Table Triggers on Oracle

gregglarkin

gregglarkin

Legendary Poster
I have a question from one of my developers:

"When working with JDE table triggers, at what point is the table/database actually updated ?

I have some event rules in the 'After record is updated' event, but when I query the table (F41021), I see the values have not been updated as yet. Shouldn't the new values be in the table in the 'After record is updated' event ? This is in E900 8.98.32 using the Oracle database."

When we work with SQL server, table triggers work fine. Now we are working with Oracle and things are not behaving as expected. The developer has search the knowledge jungle with no hits. I also had him place an SR with Oracle. I have a six pack bet that JDElist will come up with the answer faster. Ready? Set? Go!

- Gregg
 
See if this note 648743.1 on the support site helps.

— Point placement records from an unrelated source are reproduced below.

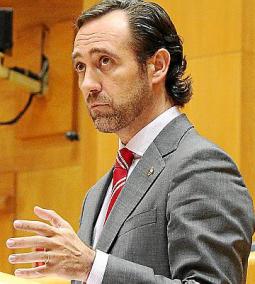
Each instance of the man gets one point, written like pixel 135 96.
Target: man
pixel 174 209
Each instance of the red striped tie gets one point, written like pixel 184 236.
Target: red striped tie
pixel 123 162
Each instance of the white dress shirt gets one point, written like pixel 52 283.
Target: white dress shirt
pixel 138 145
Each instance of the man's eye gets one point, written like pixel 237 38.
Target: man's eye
pixel 105 61
pixel 80 67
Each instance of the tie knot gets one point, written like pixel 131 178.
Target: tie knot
pixel 124 159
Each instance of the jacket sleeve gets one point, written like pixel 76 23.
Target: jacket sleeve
pixel 210 225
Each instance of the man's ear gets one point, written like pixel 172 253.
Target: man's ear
pixel 158 65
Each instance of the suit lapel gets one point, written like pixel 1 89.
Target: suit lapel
pixel 139 181
pixel 92 208
pixel 135 188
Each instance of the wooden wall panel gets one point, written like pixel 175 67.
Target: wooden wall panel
pixel 215 107
pixel 60 189
pixel 248 98
pixel 207 27
pixel 7 215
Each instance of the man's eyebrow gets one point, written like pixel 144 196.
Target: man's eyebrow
pixel 96 50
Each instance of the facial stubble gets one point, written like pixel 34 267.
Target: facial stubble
pixel 124 114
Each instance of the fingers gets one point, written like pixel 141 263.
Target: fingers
pixel 30 242
pixel 34 226
pixel 52 217
pixel 31 257
pixel 35 272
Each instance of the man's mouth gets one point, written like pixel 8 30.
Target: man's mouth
pixel 98 105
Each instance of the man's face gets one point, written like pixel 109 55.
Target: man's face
pixel 115 89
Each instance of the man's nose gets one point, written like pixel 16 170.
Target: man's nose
pixel 90 83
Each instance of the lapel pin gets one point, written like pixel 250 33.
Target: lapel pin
pixel 150 172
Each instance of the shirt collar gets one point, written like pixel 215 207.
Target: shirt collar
pixel 142 140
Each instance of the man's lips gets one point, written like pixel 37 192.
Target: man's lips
pixel 95 105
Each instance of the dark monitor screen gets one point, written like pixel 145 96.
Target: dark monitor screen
pixel 6 16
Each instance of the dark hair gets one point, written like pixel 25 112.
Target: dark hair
pixel 151 29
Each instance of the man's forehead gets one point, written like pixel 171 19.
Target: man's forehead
pixel 112 25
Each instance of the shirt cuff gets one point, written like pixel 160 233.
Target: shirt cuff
pixel 98 268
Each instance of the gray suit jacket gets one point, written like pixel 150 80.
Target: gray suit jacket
pixel 190 221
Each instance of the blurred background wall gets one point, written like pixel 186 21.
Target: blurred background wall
pixel 40 166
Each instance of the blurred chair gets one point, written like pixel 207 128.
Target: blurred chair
pixel 251 267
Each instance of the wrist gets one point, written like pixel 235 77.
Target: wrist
pixel 91 255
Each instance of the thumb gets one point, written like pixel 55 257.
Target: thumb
pixel 52 217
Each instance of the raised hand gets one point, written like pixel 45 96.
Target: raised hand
pixel 64 255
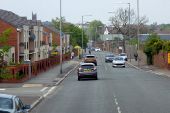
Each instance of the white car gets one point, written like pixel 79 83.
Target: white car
pixel 123 55
pixel 118 62
pixel 97 49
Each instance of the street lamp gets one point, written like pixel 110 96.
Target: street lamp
pixel 138 28
pixel 83 31
pixel 96 34
pixel 18 40
pixel 61 54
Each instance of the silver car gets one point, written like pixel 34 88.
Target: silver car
pixel 118 62
pixel 12 104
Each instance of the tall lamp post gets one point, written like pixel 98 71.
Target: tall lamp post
pixel 83 31
pixel 61 45
pixel 138 29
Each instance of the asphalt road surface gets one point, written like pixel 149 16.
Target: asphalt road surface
pixel 118 90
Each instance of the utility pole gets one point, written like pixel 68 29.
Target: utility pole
pixel 61 45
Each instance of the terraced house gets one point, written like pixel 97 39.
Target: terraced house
pixel 30 39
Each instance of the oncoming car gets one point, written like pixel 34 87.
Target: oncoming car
pixel 87 70
pixel 12 104
pixel 109 58
pixel 90 59
pixel 123 55
pixel 118 62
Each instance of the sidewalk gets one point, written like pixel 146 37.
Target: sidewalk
pixel 48 79
pixel 152 69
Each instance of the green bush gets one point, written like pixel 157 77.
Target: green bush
pixel 152 46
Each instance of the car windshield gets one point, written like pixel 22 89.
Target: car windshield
pixel 6 103
pixel 87 66
pixel 122 54
pixel 90 56
pixel 118 58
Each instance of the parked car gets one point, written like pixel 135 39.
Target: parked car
pixel 123 55
pixel 97 49
pixel 12 104
pixel 109 58
pixel 118 62
pixel 90 59
pixel 87 70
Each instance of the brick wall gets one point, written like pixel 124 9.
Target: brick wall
pixel 13 37
pixel 161 60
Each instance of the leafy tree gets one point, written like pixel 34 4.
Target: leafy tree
pixel 120 21
pixel 74 31
pixel 93 29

Since E1 table triggers are in the application layer , the actual behavior should be the same no matter what the back end database. Are they saying they see otherwise? Also is your SQL server scenario on the same App and tools release as the Oracle DB , I am guessing not ..? if thats the case it could be the App , tools release that is causing the different behavior and not the actual database
 
Gregg,
If the transaction processing is ON then the update will not happen until the transaction is completed. There is one more event called After commit i think thats the best place to put the code since it will fire onlt after commit which gives you result after with new values.

Chan
 
Gregg,
Ignore my earlier post since thats related to screen. Did you try regenerating triggers after moving to new DB?.

Chan
 
Chan and Ice Cube

I forwarded your ideas over to the developer that had the question. I'll post his reply after he reviews your suggestions.

There could be some release / toolset / database engine issues here. We developed our triggers on XE and MS SQL. Now we are recreating the same logic for 9.0 and Oracle.

Previously, we had a test system on 8.12, then 9.0 on SQL. That has transitioned over to 9.0 and Oracle. Lots of changes to account for.

- Gregg
 
Gregg,

JDE/Oracle is (unfortunately) using more database transactions (BEGIN, Inserts,Updates,Deletes, COMMIT/ROLLBACK) in the application code than was present in ealier releases. I say unfortunately because several applications are now sometimes subject to "deadly embraces" or locked sessions as a result of either poor coding or just too complex code.
 
Gregg,
Its is also important to know the source from where this event is triggered. After they incorporated XML etc. kernels behaves differently when called from Apps, UBE or BSSV etc. Better would be to generate logs and analyze.

Chan
 
Our SQL trigger are working fine, and I can't test Oracle DB trigger. But to figure out either Oracle never work or transfer from XE/MS SQL causing problem, you can try another table F56XYZ (never be defined as trigger) at Oracle. Common sense for me, trigger should work for Oracle.